Three paper machines at its Savannah, GA, mill and one at its Hudson River mill in Corinth, NY, will be shut down indefinitely. The shutdowns will result in reductions of approximately 610,000 tons of the company's U.S. containerboard capacity (12 percent) and 60,000 tons of its coated freesheet capacity (7.5 percent).

"These are difficult decisions impacting mills with a significant history for our company," stated John Dillon, International Paper chairman and CEO, in a release. "However, the strong dollar has continuously weakened our export business in containerboard while increasing imports of coated paper. We are committed to matching our production with customer demand.
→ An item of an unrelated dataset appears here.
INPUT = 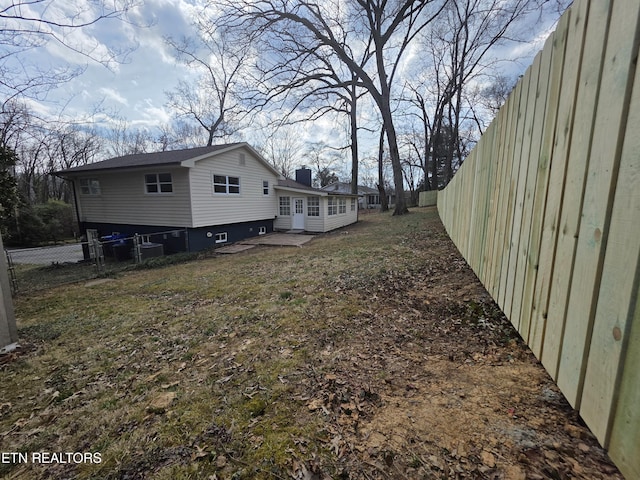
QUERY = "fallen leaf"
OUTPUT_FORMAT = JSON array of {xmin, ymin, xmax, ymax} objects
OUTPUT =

Shutting down these machines will allow the two mills to optimize remaining assets to better satisfy our customers."

About 290 jobs will be eliminated at the Savannah mill and 225 will be cut from the Hudson River mill. The other 140 layoffs are a result of an internal reorganization of International Paper's Forest Resources business, based in Savannah. The reorganization will see five regional forestry operations consolidated into three. The two eliminated operations—one in Savannah, the other in Shreveport, LA—will leave regional operations in Jackson, MI; Georgetown, SC; and Augusta, ME. Forest Resource's headquarters will still be located in Savannah.

In late June, IP announced it was eliminating 3,000 jobs from its U.S. work force, which would take place over the next 12 months through a streamlining of the company's staff support functions, as well as by organizational changes within several of its operating businesses.

The reductions represented 10 percent of the company's U.S. salaried work force, excluding its divestiture businesses.

The restructuring plan was aimed at reducing costs and better aligning resources with IP's core businesses of paper, packaging and forest products.